Features selecting, combined with the machines learning methods, revealed that the combination of the common features was effective for predicting the origin of the samples. The average error rates of 11.93 and 30.37% of three machine learning methods were obtained for main and mystery datasets respectively. Using the samples from main dataset to predict the labels of samples from mystery dataset, nearly 89.98% of the test samples could be correctly labeled as "mystery" samples.
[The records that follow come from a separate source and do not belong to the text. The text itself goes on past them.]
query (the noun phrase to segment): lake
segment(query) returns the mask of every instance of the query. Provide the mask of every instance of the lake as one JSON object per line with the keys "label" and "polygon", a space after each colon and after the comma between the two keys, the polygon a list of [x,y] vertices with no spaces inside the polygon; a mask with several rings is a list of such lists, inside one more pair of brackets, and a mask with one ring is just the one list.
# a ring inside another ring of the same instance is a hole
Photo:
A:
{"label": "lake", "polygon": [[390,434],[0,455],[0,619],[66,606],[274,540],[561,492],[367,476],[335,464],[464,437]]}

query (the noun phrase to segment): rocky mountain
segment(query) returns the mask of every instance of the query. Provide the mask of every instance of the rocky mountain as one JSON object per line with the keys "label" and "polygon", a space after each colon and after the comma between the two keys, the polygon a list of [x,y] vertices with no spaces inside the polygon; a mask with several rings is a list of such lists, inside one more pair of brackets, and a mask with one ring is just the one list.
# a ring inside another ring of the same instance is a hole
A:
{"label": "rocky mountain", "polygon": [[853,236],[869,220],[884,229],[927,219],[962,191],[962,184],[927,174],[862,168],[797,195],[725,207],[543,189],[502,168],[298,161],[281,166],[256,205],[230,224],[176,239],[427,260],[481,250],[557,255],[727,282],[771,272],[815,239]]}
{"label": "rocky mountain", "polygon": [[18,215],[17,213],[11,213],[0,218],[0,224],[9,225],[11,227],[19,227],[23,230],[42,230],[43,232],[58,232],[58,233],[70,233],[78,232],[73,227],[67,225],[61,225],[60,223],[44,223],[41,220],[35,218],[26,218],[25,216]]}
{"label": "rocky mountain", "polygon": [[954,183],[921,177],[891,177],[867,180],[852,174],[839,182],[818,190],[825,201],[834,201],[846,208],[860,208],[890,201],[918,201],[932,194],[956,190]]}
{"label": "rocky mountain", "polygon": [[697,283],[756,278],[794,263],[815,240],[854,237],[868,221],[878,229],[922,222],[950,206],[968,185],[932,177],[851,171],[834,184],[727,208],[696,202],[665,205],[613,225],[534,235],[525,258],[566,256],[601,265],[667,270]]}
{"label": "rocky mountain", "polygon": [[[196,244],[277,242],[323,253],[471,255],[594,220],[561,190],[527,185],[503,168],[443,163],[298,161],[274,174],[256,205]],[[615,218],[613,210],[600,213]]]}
PCoA showed that nearly 60% of the total variability of the data could be explained by the first two PCoA axes. Although many cities overlapped, the separation of some cities was found in PCoA. The results of ANCOM, combined with importance score from the Random Forest, indicated that the common "family", "order" of the main-dataset and the common "order" of the mystery dataset provided the most efficient information for prediction respectively.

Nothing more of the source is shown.